Aug 15 10:28:04 proxmox systemd-sysv-generator[82511]: Please update package to include a native systemd unit file.
Aug 15 10:28:04 proxmox systemd-sysv-generator[82511]: ! This compatibility logic is deprecated, expect removal soon. !
Aug 15 10:28:18 proxmox pveproxy[82630]: got inotify poll request in wrong process - disabling inotify
 
This are the current messages, however this is from a boot with kernel 6.8.12.
You said in your first post
I still had the 6.8.12-13-pve kernel installed. Booted into it now and since 2 days no crashes anymore.
So..., this logs is irrelevant, isn't it?

What does your storage look like? I see ZFS modules loaded. Do you have redundancy?

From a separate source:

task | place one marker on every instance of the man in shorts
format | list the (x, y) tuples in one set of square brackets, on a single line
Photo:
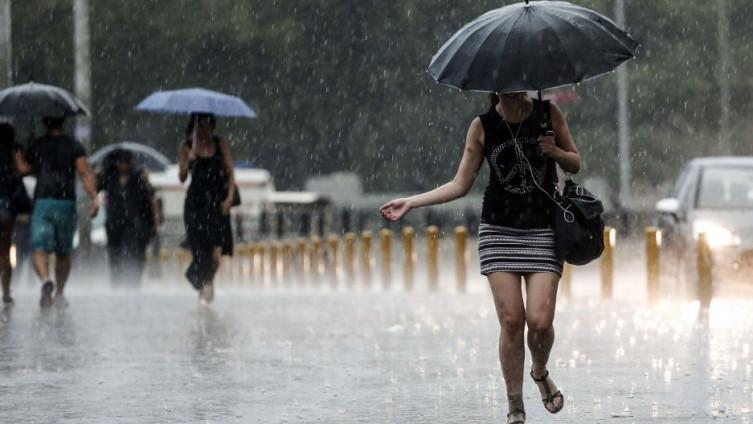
[(55, 158)]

openipmi ist not in a recommended state.

I am not sure, but should those "Quorum" and "corosync" messages not only be there when a cluster is present?
 
Rebooted today in Kernel 6.14.
Some weeks ago, I also did some changes in c-state settings in bios. Set it to default. Maybe this changes something.


The server is part of a 2 node cluster with a raspberry as an additional quorum.
Storage is two SATA SSDs as a ZFS mirror for system and VMs and a two HDD SATA ZFS mirror for multimedia data.


This are the current messages:

Code:
Aug 17 16:00:06 proxmox sshd-session[2187556]: error: mm_reap: preauth child terminated by signal 15
Aug 17 16:00:06 proxmox blkmapd[1735]: exit on signal(15)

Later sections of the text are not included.